Он поцеловал меня и пошел к машине.

Часом позже, когда мы выруливали на взлетную полосу в убогом самолетике, Валери откинулась на спинку кресла и повернулась ко мне:

— А у тебя с отцом, похоже, близкие отношения.

За окном мелькали зеленые просторы.

— Да.

Она немного помолчала.

— В школе-то я ведь тебя почти не знала.

— Да, но это не помешало тебе стащить мой дневник и прочесть его от корки до корки.

— Да, не помешало.

Я промычала что-то неопределенное. Двадцать лет я ждала этого признания, а услышала его безо всякого восторга.

— Забавная и милая была писанина. Ты и впрямь любила своих родителей и брата.

— Хочешь сказать, что сочла меня тогда удачливой?

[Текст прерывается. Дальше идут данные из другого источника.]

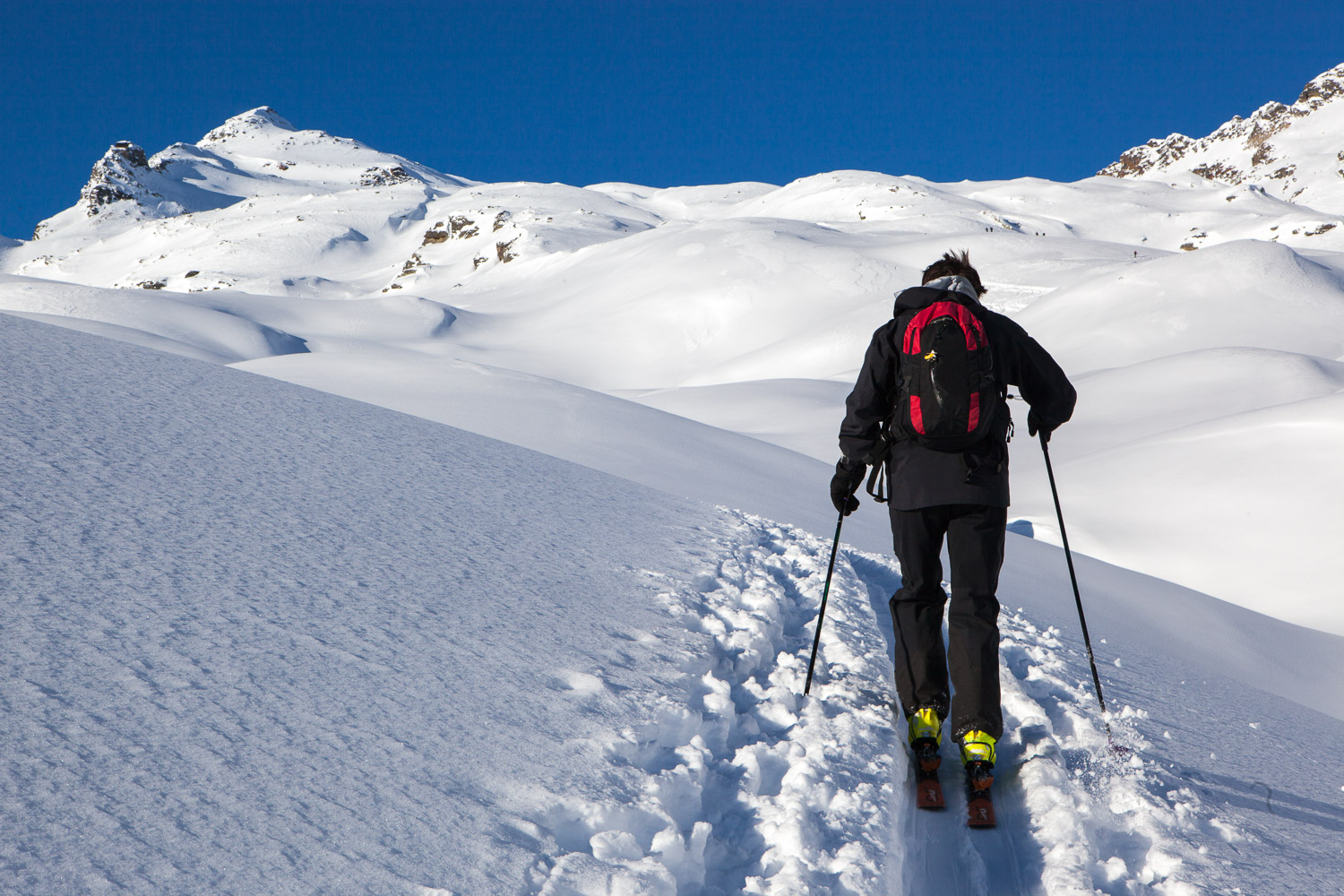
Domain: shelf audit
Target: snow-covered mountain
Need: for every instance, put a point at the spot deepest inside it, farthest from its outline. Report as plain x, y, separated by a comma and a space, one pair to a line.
1292, 151
746, 308
263, 638
258, 638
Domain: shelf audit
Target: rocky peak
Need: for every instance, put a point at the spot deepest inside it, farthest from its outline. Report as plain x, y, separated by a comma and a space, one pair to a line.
1247, 150
116, 177
252, 123
1322, 89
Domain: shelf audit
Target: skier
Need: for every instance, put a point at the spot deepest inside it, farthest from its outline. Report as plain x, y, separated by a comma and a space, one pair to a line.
929, 406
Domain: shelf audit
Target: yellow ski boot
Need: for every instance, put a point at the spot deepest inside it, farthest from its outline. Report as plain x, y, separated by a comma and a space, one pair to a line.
925, 735
978, 755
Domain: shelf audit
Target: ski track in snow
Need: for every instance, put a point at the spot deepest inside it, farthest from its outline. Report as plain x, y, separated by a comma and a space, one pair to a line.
752, 788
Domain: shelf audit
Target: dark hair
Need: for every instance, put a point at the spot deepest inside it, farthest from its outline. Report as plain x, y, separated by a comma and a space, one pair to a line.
954, 265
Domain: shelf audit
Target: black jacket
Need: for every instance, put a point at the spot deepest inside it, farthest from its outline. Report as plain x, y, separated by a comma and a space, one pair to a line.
921, 477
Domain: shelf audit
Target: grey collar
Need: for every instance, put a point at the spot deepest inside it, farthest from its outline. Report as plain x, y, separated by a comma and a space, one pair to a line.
954, 285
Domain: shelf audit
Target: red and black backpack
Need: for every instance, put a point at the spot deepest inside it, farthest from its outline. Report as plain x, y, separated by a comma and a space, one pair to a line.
946, 392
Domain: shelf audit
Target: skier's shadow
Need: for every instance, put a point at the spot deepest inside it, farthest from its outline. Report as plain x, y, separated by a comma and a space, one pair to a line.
1258, 797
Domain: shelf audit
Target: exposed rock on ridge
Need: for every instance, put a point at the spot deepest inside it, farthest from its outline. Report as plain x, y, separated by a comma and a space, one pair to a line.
1279, 147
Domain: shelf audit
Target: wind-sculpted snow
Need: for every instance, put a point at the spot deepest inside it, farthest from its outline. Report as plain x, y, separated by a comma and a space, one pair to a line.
747, 306
265, 640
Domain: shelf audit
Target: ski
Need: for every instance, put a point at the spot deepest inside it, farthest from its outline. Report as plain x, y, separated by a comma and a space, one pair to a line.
980, 805
927, 788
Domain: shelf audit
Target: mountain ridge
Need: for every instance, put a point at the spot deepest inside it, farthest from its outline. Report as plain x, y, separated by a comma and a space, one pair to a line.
1263, 148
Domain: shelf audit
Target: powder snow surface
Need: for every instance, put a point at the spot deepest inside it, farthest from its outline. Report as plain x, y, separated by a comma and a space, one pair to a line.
747, 306
265, 640
261, 638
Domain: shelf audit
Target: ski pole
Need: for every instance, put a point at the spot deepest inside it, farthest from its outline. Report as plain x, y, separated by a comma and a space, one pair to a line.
822, 614
1073, 578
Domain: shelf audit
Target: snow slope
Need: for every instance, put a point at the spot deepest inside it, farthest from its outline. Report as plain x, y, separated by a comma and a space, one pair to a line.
747, 306
263, 638
1290, 150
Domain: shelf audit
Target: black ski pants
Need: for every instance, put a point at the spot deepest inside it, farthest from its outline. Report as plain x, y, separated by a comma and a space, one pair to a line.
976, 551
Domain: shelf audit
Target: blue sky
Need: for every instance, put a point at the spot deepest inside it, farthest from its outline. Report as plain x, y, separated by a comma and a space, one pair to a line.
655, 93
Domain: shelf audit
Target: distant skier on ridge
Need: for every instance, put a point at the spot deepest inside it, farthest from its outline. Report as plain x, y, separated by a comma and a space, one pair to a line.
929, 406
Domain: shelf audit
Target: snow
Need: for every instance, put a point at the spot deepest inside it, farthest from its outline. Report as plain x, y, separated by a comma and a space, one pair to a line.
747, 306
532, 613
269, 638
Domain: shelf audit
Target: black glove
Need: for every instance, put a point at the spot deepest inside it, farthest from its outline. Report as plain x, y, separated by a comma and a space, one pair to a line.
1035, 424
843, 485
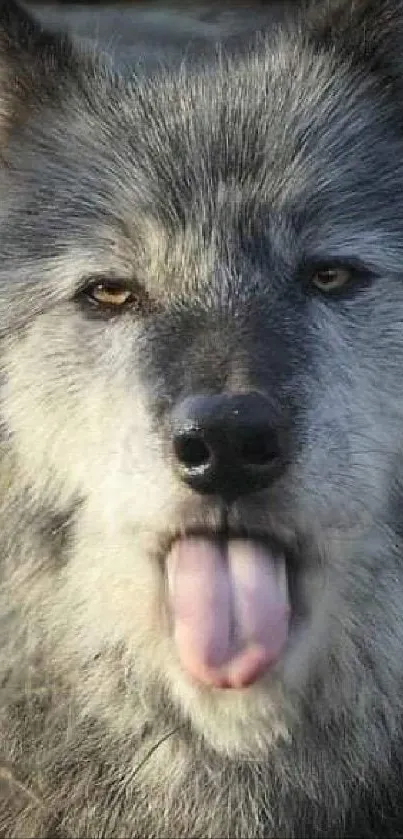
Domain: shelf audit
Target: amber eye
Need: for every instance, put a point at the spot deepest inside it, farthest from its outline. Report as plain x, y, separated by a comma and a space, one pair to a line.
108, 294
331, 279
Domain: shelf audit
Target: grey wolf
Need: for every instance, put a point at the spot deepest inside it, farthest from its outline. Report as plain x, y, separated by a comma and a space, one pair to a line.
201, 470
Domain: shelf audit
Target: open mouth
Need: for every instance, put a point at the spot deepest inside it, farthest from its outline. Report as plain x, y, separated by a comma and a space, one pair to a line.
230, 598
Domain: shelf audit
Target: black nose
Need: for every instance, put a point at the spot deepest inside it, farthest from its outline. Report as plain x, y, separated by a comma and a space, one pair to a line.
226, 444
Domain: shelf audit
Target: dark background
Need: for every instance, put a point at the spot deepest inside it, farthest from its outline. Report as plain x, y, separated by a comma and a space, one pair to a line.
148, 32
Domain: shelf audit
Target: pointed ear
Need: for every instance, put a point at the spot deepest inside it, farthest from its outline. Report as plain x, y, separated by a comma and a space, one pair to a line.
366, 33
33, 64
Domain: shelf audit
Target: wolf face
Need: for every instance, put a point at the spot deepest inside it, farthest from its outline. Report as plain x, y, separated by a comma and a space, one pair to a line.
201, 309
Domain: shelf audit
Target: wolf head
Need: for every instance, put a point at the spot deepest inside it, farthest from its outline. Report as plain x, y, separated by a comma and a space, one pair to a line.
201, 308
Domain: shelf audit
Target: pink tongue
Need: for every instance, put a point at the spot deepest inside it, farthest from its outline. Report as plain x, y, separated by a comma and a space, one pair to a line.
230, 610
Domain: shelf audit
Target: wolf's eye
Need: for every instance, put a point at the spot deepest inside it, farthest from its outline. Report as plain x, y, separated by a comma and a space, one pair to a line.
331, 279
108, 294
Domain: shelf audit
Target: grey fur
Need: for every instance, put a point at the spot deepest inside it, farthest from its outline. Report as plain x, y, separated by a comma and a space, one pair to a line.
208, 191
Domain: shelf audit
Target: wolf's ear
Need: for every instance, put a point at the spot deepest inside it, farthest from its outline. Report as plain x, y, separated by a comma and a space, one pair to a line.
367, 33
33, 64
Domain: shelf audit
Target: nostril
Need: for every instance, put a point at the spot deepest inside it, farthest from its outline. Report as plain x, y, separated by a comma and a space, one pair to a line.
258, 449
191, 451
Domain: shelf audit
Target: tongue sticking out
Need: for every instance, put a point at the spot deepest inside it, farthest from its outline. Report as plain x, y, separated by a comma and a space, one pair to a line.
230, 609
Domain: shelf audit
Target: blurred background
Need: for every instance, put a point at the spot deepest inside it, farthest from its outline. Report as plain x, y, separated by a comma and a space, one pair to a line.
148, 32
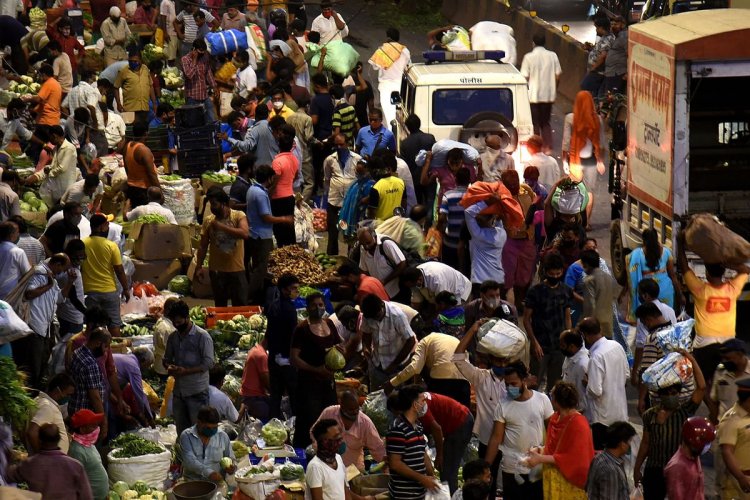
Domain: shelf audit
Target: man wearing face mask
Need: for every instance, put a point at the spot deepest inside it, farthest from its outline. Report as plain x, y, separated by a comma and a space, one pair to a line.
338, 175
684, 472
520, 421
489, 389
188, 357
661, 436
199, 78
359, 431
204, 446
115, 33
315, 387
49, 407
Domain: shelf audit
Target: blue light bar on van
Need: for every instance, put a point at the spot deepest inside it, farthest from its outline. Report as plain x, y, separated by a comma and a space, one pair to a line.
433, 56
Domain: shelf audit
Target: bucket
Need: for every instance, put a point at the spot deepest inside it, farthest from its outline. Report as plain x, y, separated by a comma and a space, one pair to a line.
194, 490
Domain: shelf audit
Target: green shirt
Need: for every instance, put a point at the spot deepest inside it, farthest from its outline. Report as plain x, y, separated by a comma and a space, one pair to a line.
92, 464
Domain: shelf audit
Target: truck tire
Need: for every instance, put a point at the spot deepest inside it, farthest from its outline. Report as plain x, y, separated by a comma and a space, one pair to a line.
488, 123
617, 254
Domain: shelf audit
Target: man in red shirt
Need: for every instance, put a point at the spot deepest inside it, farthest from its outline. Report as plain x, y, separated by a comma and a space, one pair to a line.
363, 285
62, 31
256, 383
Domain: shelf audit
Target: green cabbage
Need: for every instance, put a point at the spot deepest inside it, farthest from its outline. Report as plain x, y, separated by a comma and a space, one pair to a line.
180, 284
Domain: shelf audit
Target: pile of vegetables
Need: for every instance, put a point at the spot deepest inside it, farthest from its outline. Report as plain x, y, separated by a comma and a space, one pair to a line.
139, 490
16, 406
172, 78
151, 52
293, 259
134, 331
152, 219
175, 98
26, 86
179, 284
274, 433
198, 316
130, 445
30, 203
292, 472
141, 288
327, 261
218, 177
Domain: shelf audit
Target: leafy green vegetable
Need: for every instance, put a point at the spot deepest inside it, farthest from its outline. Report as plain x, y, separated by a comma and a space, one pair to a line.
180, 284
134, 446
15, 405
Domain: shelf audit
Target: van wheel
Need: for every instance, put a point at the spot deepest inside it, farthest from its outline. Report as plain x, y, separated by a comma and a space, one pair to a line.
489, 123
617, 253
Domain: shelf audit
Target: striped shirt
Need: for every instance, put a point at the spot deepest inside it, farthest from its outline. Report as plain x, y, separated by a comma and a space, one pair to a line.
191, 29
664, 439
345, 118
607, 479
455, 212
409, 442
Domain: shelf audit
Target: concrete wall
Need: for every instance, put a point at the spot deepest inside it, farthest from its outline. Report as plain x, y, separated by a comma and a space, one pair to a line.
570, 52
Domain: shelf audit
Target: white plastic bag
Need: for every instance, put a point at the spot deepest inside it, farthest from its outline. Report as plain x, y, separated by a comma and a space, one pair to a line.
11, 326
152, 469
179, 197
442, 492
504, 340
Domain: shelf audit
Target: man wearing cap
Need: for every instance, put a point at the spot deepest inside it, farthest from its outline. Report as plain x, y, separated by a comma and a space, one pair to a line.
734, 440
115, 33
86, 427
103, 262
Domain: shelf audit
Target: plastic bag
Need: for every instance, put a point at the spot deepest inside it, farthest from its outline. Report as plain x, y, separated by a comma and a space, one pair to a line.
375, 407
503, 339
152, 469
179, 197
12, 327
672, 369
440, 153
675, 336
442, 492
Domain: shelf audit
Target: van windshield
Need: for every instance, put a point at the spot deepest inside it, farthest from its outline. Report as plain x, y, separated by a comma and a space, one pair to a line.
456, 106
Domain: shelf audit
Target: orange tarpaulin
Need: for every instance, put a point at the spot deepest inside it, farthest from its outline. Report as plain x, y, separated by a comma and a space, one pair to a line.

— Да какой там удачливой! Ты была абсолютно бестолковая дебилка. — На лице ее изобразилось что-то вроде улыбки. — Правда, я тогда была, конечно, дура. — Она помолчала и тихо прибавила: — Спасибо тебе за все, что ты делаешь сегодня.

И закрыла глаза.

Самолет оторвался от полосы и пошел на взлет. Я смотрела в иллюминатор. Внизу мелькала земля. В конце взлетной полосы, у ограды, я увидела отца, прислонившегося к капоту взятой напрокат машины. Он поднял руку и помахал. Я тоже помахала ему в окошко и, прижавшись лицом к стеклу, смотрела во все глаза, пока это было возможно.

Только когда он скрылся из виду, меня осенило. Это какие еще дела могут у него быть в Санта-Барбаре?

Глава 22

Сойдя с трапа, я вытащила из ушей затычки. Самолет сверкал на солнце, как серебряное зеркало. Я подождала, пока Валери спустится по ступенькам, и мы медленно побрели к терминалу. Бетон под ногами чуть ли не плавился от жары. Бескрайнее небо сияло синевой.

Томми ждал в тенечке, в традиционной шляпе и просторной рубахе, как всегда, мусолил во рту жвачку и был явно напряжен.

— У тебя изможденный вид, — сказала я.

— У тебя тоже.

— Ну ладно, хоть не куришь, и то спасибо.

Он расстегнул ворот рубахи. Пластыри, как пиявки, облепляли его грудь. При виде моего изумления Томми улыбнулся, и я заметила у него во рту шматок жевательной резинки размером с мячик для гольфа.

— «Никоретте». — Он взял у Валери чемодан, а мне протянул свежий номер «Чайна-Лейк ньюс»: — Первая страница.

Пока мы шли к его неприметной казенной машине, я развернула газету.